После разгрома ленинградских иосифлян в конце 1930-начале 1931 гг. и арестов епископов Сергия (Дружинина) и Василия (Докторова) уцелевшие истинно-православные смогли в 1931 г. возобновить контакты с митр. Иосифом (Петровых). По его совету было решено временно не воссоздавать единое централизованное руководство епархии. Его функции фактически выполняли несколько авторитетных священнослужителей: протоиереи Алексий Западалов, Александр Советов и протопресвитер Александр Флеров. Главную роль играл о. А. Западалов, по некоторым сведениям, назначенный в 1931 г. митр. Иосифом временно управляющим Ленинградской епархией с правами епископа.
Летом 1931 г. тайный архимандрит Макарий ездил от о. Алексия с докладом к митр. Иосифу в Николо-Моденский монастырь и был арестован на обратном пути. Затем, в конце 1931 г., Владыку Иосифа посетил священник Филофей Поляков, считавшийся заместителем о. А. Западалова, и был возведен митрополитом в сан протоиерея. В последний раз к Владыке Иосифу от о. Алексия ездила в мае 1932 г. монахиня Анастасия.

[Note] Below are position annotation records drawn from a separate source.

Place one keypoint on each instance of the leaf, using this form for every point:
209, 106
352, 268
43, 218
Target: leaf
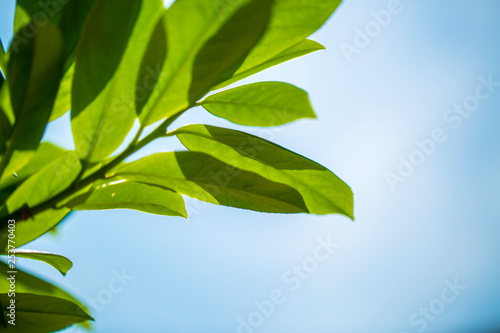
27, 283
131, 195
30, 229
107, 64
291, 22
34, 71
5, 123
42, 314
45, 153
260, 104
62, 264
46, 183
3, 67
188, 24
205, 178
223, 53
323, 191
69, 16
62, 103
298, 50
151, 66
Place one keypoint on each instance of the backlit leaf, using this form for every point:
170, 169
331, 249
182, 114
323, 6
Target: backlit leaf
291, 22
107, 65
223, 53
131, 195
302, 48
27, 283
42, 314
188, 24
261, 104
205, 178
34, 71
61, 263
323, 191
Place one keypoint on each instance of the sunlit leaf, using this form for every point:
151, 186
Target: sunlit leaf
3, 67
59, 262
223, 53
131, 195
46, 183
151, 67
42, 314
291, 22
107, 65
62, 103
205, 178
323, 191
44, 155
261, 104
302, 48
34, 71
69, 16
189, 24
27, 283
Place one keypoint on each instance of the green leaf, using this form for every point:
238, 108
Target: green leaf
107, 65
62, 264
261, 104
151, 66
223, 54
131, 195
189, 24
304, 47
323, 191
45, 154
46, 183
31, 228
62, 103
5, 123
42, 314
205, 178
69, 16
291, 22
3, 66
27, 283
34, 72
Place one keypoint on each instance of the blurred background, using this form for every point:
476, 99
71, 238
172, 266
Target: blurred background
423, 253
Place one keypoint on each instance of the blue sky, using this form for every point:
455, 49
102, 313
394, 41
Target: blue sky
408, 244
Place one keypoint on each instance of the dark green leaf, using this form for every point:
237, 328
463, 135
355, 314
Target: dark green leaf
42, 314
131, 195
34, 71
323, 191
107, 65
62, 264
304, 47
205, 178
222, 54
261, 104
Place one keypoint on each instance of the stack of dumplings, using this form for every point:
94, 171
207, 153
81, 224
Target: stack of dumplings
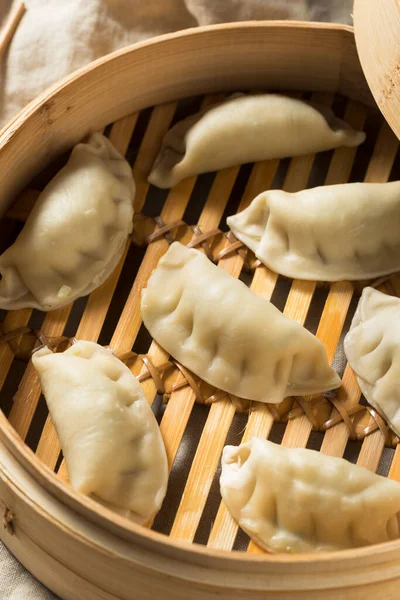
287, 500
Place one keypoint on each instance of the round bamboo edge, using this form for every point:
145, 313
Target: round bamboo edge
377, 26
14, 134
41, 505
341, 73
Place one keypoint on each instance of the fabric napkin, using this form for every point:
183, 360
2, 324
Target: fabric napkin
55, 37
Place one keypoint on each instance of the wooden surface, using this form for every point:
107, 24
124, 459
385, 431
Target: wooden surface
377, 31
66, 539
207, 59
10, 26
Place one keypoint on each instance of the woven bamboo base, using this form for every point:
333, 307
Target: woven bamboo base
196, 421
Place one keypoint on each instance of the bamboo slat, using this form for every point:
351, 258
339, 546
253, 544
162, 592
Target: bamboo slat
10, 27
181, 394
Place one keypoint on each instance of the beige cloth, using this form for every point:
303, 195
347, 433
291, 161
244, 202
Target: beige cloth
56, 37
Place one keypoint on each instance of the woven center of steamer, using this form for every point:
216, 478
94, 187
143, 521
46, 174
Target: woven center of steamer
197, 420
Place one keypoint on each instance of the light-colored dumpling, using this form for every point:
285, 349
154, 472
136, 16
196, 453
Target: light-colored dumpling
108, 433
244, 129
330, 233
372, 348
76, 232
235, 340
298, 500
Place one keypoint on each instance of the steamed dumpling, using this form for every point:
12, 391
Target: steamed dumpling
227, 335
75, 234
108, 433
297, 500
244, 129
329, 233
372, 348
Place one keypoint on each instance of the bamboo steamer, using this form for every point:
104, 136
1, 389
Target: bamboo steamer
377, 25
73, 545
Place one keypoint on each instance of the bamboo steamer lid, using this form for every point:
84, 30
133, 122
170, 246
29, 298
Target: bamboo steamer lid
377, 33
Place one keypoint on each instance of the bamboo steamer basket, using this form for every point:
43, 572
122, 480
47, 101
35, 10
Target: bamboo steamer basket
75, 546
377, 24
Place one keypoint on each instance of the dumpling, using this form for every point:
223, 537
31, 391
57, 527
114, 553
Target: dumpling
298, 500
244, 129
75, 234
372, 348
227, 335
108, 433
330, 233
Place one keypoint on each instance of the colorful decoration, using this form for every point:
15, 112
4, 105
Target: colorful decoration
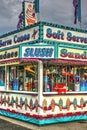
53, 105
68, 104
60, 104
75, 103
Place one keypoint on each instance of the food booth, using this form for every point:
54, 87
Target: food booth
43, 74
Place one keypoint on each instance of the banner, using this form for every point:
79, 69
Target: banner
37, 6
77, 10
20, 21
29, 13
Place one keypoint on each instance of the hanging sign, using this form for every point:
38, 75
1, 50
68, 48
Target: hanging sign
9, 54
37, 52
74, 54
20, 37
64, 35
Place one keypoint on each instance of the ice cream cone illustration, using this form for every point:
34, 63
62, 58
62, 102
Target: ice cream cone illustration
52, 105
60, 104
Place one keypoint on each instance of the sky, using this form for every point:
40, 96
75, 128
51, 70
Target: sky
54, 11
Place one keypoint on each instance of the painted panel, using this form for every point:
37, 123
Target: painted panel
38, 52
9, 54
72, 54
63, 35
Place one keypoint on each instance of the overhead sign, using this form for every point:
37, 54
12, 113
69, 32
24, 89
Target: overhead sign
20, 37
63, 35
38, 52
9, 54
74, 54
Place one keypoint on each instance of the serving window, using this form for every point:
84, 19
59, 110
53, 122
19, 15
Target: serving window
23, 77
63, 78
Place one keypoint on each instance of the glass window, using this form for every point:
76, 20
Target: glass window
23, 77
2, 76
63, 78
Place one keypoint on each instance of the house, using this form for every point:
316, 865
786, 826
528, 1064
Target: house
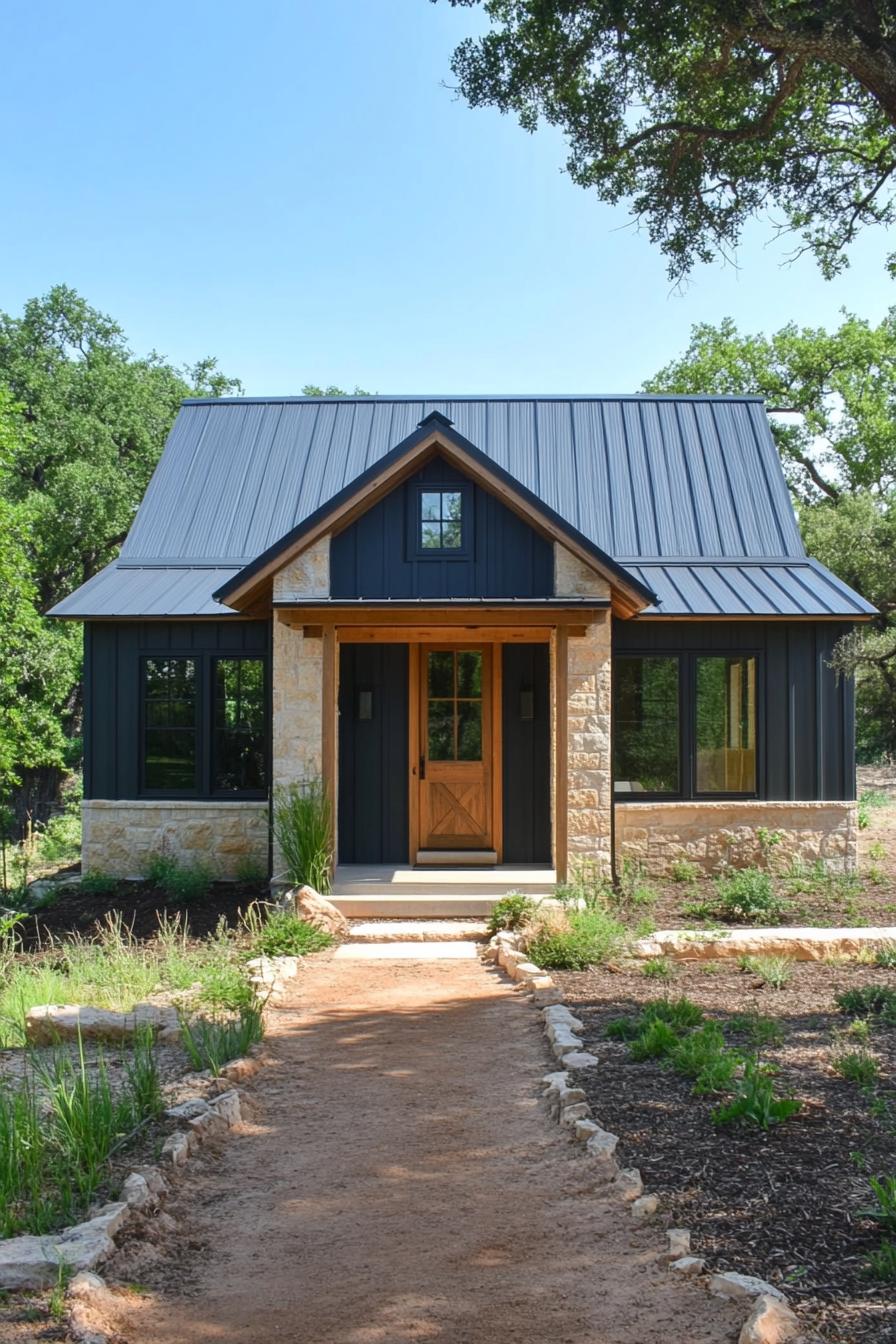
503, 631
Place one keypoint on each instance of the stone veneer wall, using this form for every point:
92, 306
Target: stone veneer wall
589, 695
306, 577
120, 835
589, 788
715, 833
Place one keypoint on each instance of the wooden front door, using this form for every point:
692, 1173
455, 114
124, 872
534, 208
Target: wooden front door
456, 749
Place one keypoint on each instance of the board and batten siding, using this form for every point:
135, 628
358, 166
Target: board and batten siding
805, 712
113, 653
375, 557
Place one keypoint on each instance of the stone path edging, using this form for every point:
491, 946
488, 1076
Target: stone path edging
771, 1319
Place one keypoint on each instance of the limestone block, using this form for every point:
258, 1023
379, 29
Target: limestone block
740, 1286
771, 1321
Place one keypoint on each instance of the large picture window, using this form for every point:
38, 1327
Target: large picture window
239, 725
684, 725
646, 726
726, 725
169, 725
204, 726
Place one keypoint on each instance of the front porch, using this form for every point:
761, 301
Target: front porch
388, 891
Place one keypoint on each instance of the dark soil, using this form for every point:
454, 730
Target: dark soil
785, 1204
140, 906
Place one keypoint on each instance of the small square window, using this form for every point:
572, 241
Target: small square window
441, 520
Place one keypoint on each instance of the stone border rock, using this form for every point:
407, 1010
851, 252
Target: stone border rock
34, 1261
802, 944
770, 1320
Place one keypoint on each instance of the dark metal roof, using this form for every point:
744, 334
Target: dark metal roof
666, 485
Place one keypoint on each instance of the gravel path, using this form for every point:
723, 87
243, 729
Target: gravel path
399, 1183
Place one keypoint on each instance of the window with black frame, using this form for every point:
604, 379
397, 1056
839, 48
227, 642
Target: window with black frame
646, 734
239, 715
726, 725
169, 725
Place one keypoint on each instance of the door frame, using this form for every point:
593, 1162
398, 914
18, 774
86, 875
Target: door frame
464, 639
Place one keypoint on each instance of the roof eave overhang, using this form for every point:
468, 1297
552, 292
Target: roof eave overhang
433, 436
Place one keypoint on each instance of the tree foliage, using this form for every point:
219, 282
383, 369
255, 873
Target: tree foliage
708, 113
837, 441
82, 424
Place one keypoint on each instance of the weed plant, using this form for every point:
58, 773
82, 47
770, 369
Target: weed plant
212, 1042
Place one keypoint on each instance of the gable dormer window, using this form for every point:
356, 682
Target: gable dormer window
442, 520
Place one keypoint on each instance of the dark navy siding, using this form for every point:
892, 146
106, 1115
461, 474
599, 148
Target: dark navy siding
805, 712
527, 754
372, 754
375, 555
113, 651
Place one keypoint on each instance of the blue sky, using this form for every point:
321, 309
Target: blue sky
289, 187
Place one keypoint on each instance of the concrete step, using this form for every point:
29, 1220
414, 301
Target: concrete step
460, 950
414, 906
419, 930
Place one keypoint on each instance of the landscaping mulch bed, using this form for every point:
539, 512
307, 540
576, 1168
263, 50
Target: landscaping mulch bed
785, 1204
140, 905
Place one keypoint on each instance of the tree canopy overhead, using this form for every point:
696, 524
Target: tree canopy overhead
838, 449
707, 113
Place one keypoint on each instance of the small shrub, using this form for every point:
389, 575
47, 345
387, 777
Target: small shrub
281, 933
868, 801
773, 971
680, 1012
755, 1101
511, 911
580, 938
658, 968
747, 895
868, 1001
180, 882
656, 1040
684, 871
211, 1043
304, 831
881, 1262
759, 1031
856, 1066
884, 1207
97, 883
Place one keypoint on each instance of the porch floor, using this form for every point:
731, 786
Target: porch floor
400, 891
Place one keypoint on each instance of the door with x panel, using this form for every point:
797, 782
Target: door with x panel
456, 762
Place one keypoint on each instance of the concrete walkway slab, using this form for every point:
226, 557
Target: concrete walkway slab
454, 950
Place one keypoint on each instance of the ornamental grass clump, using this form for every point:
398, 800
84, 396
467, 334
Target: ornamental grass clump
59, 1124
304, 832
574, 940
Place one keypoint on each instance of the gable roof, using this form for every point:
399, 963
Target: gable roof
664, 487
434, 434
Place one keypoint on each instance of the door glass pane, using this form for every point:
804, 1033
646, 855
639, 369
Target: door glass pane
469, 674
726, 725
441, 731
645, 725
441, 674
469, 731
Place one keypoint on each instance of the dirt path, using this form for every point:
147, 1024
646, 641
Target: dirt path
399, 1183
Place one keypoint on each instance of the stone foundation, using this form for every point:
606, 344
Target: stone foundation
120, 836
589, 694
715, 833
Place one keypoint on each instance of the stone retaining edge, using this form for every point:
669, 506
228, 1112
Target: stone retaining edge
771, 1319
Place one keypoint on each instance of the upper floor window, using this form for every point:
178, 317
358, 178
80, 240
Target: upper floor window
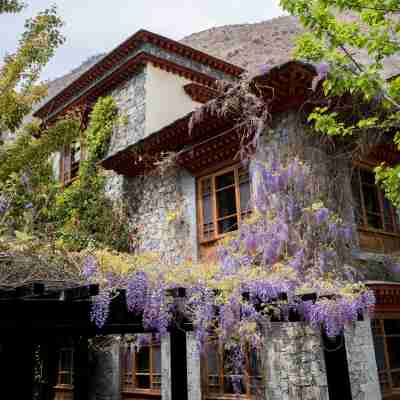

В 1931 году о. А. Западалов принял участие в организации иосифлянского Епархиального совета с целью добиться от властей его легализации. Он написал соответствующий проект и возглавил сбор подписей под ним верующих. Правда, многие миряне отказывались подписать проект, опасаясь арестов. Об организации сбора подписей о. А. Западалов отправил несколько писем митр. Иосифу (в итоге совет не был создан).
8 августа 1932 г. о. Алексий составил также прошение во ВЦИК о возвращении иосифлянам собора Воскресения Христова, который после закрытия был передан «Обществу бывших политкаторжан и ссыльнопоселенцев», но не использовался им и почти два года пустовал. В прошении также говорилось о безосновательных арестах Владык Димитрия (Любимова), Сергия (Дружинина), Василия (Докторова) и многих священников, о закрытии в семи районах Ленинграда всех иосифлянских церквей. В конце августа 1932 г. о. Алексий составил второй проект заявления во ВЦИК, уже с требованием о пересмотре дел высланного и заключенного в концлагерь иосифлянского духовенства. Прошение намеревались передать через земляка И. Сталина, знавшего его лично, бывшего прихожанина Малоколоменской церкви Михаила Архангела Павла Ивановича Цигарелли. Однако поездка в Москву не состоялась[502].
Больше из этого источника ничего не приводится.